Let’s now review hedge fund activity in other stocks similar to The Bank of Princeton (NASDAQ:BPRN). We will take a look at Evelo Biosciences, Inc. (NASDAQ:EVLO), Graham Corporation (NYSE:GHM), DASAN Zhone Solutions, Inc. (NASDAQ:DZSI), and BG Staffing Inc (NYSE:BGSF). All of these stocks’ market caps resemble BPRN’s market cap.

Ticker No of HFs with positions Total Value of HF Positions (x1000) Change in HF Position
EVLO 5 6105 3
GHM 8 21270 1
DZSI 9 6452 3
BGSF 9 9131 1
Average 7.75 10740 2

View table here if you experience formatting issues.

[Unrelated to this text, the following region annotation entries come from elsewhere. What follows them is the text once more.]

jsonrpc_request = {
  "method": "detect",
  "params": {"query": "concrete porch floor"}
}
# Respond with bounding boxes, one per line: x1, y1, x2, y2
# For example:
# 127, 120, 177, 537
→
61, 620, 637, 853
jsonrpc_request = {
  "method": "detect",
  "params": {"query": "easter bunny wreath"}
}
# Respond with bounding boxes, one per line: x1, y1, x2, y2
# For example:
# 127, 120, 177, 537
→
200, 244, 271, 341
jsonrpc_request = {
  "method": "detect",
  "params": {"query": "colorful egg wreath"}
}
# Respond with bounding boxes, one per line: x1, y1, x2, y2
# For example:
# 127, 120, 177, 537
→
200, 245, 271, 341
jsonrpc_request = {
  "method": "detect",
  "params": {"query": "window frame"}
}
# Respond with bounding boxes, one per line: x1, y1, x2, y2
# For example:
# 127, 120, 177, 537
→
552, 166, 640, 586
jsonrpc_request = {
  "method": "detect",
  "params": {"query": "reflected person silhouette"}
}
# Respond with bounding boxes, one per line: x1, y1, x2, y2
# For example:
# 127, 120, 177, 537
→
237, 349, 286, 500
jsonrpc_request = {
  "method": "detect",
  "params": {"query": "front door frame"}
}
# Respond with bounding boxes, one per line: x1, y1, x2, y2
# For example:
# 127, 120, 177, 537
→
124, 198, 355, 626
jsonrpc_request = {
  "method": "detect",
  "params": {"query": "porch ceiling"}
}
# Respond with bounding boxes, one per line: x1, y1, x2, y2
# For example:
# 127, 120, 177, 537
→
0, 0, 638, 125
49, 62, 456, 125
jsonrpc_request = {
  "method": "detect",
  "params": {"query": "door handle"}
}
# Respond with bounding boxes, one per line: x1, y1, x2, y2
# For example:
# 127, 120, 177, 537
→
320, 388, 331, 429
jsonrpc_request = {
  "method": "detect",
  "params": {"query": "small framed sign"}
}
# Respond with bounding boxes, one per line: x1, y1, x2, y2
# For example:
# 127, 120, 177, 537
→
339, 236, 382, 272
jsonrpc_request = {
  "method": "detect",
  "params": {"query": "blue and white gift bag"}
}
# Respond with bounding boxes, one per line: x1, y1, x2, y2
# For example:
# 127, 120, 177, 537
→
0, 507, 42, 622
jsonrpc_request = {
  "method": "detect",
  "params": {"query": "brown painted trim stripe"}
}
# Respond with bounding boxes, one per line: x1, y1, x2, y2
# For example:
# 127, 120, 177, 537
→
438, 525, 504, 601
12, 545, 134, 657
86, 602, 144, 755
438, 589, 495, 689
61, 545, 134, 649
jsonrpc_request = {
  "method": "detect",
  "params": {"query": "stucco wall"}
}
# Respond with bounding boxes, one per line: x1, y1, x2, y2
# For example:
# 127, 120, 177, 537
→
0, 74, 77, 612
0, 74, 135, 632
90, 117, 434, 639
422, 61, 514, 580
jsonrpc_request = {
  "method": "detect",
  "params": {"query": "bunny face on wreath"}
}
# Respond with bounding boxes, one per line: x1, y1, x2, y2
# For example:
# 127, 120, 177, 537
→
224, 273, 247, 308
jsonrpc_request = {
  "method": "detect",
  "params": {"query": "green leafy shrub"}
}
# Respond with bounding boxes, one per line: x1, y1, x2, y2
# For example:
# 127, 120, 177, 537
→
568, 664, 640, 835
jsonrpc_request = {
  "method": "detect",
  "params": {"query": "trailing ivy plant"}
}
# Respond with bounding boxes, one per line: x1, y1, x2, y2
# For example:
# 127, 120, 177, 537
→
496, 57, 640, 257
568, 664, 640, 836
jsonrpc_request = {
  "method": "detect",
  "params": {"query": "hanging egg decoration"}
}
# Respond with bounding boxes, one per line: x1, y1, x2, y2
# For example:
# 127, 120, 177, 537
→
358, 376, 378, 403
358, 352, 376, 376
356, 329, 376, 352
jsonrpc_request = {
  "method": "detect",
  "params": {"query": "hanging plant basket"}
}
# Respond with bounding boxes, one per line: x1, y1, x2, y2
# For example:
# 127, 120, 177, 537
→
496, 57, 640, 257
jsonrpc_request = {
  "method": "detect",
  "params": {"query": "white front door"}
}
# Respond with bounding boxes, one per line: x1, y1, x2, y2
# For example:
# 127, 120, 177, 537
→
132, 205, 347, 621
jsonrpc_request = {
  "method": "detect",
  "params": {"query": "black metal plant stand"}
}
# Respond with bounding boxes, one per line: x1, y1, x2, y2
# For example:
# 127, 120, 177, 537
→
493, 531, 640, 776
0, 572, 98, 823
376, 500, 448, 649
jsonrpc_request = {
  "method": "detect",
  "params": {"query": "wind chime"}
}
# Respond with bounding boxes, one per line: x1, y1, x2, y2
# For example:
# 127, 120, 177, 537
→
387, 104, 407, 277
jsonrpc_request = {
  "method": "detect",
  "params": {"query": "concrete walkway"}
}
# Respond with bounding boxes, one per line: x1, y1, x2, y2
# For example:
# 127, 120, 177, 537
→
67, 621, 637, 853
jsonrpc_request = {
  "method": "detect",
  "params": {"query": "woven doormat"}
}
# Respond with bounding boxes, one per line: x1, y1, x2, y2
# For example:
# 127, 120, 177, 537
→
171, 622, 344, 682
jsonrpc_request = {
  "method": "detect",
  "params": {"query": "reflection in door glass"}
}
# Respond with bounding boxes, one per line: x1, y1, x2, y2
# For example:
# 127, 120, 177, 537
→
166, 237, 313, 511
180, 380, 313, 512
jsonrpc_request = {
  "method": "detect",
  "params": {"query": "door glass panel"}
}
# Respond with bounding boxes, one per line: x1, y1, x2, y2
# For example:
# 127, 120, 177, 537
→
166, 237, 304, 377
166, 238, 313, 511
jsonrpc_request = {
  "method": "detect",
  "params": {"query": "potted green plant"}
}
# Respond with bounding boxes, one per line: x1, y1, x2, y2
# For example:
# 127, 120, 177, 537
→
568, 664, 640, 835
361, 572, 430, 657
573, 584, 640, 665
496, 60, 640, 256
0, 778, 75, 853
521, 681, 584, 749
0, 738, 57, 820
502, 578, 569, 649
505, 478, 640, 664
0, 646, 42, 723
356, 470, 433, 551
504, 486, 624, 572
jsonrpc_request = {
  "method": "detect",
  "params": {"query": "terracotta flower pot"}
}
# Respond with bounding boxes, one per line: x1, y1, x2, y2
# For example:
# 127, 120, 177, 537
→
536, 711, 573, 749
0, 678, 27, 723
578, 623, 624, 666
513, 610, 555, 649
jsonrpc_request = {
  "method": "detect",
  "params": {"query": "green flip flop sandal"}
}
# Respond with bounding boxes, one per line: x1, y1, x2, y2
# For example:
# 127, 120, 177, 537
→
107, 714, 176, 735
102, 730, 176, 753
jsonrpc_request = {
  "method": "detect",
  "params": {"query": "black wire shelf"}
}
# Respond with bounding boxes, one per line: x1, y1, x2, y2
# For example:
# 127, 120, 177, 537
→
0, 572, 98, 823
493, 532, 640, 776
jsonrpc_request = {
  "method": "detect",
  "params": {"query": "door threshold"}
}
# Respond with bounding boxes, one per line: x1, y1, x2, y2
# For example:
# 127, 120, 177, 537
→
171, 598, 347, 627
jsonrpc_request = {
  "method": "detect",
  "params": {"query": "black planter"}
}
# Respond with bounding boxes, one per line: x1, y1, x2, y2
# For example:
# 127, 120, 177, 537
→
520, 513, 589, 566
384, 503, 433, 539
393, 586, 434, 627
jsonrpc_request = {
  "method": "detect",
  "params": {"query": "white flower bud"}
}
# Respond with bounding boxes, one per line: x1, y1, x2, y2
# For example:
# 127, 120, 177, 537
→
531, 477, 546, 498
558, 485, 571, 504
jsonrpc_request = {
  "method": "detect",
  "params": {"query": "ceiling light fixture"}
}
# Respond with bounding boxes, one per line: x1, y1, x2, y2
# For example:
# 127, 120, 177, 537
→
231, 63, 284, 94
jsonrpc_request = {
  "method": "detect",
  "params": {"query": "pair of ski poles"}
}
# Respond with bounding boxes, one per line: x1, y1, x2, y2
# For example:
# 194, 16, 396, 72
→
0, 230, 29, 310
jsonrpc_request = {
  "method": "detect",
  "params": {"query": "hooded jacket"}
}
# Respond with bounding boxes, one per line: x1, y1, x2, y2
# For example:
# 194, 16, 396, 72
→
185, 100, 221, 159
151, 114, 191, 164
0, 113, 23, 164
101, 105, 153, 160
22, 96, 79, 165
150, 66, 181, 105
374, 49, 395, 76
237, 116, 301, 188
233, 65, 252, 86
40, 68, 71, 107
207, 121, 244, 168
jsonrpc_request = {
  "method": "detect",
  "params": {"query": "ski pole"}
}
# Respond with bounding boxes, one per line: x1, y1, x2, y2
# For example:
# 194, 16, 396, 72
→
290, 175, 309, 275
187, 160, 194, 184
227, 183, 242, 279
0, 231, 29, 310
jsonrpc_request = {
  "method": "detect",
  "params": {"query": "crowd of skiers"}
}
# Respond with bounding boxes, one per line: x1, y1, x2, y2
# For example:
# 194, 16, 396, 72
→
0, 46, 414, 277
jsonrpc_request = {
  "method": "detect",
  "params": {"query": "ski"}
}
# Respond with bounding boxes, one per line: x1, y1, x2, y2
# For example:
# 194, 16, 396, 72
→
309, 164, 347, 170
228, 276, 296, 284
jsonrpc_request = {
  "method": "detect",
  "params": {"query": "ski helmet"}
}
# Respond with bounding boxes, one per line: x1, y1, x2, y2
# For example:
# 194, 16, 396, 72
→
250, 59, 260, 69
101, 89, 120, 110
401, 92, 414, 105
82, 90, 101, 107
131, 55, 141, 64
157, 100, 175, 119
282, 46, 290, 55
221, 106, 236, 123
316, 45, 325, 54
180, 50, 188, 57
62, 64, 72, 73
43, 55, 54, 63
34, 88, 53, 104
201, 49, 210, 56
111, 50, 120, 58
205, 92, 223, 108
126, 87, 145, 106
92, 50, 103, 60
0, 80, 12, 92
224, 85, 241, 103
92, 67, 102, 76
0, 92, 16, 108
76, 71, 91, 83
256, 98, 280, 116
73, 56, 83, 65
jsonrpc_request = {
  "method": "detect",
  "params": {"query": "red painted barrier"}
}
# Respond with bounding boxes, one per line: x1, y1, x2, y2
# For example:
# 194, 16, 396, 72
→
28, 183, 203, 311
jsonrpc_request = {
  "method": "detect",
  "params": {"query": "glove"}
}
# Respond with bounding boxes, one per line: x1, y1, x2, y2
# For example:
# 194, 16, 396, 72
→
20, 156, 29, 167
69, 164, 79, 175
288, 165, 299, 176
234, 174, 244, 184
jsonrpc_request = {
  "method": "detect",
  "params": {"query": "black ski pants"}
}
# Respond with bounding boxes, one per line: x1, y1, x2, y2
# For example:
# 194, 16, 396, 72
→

As you can see these stocks had an average of 7.75 hedge funds with bullish positions and the average amount invested in these stocks was $11 million. That figure was $15 million in BPRN’s case. DASAN Zhone Solutions, Inc. (NASDAQ:DZSI) is the most popular stock in this table. On the other hand Evelo Biosciences, Inc. (NASDAQ:EVLO) is the least popular one with only 5 bullish hedge fund positions. Compared to these stocks The Bank of Princeton (NASDAQ:BPRN) is even less popular than EVLO. Hedge funds dodged a bullet by taking a bearish stance towards BPRN. Our calculations showed that the top 20 most popular hedge fund stocks returned 34.7% in 2019 through November 22nd and outperformed the S&P 500 ETF (SPY) by 8.5 percentage points. Unfortunately BPRN wasn’t nearly as popular as these 20 stocks (hedge fund sentiment was very bearish); BPRN investors were disappointed as the stock returned 1.5% during the fourth quarter (through 11/22) and underperformed the market. If you are interested in investing in large cap stocks with huge upside potential, you should check out the top 20 most popular stocks among hedge funds as 70 percent of these stocks already outperformed the market so far in Q4.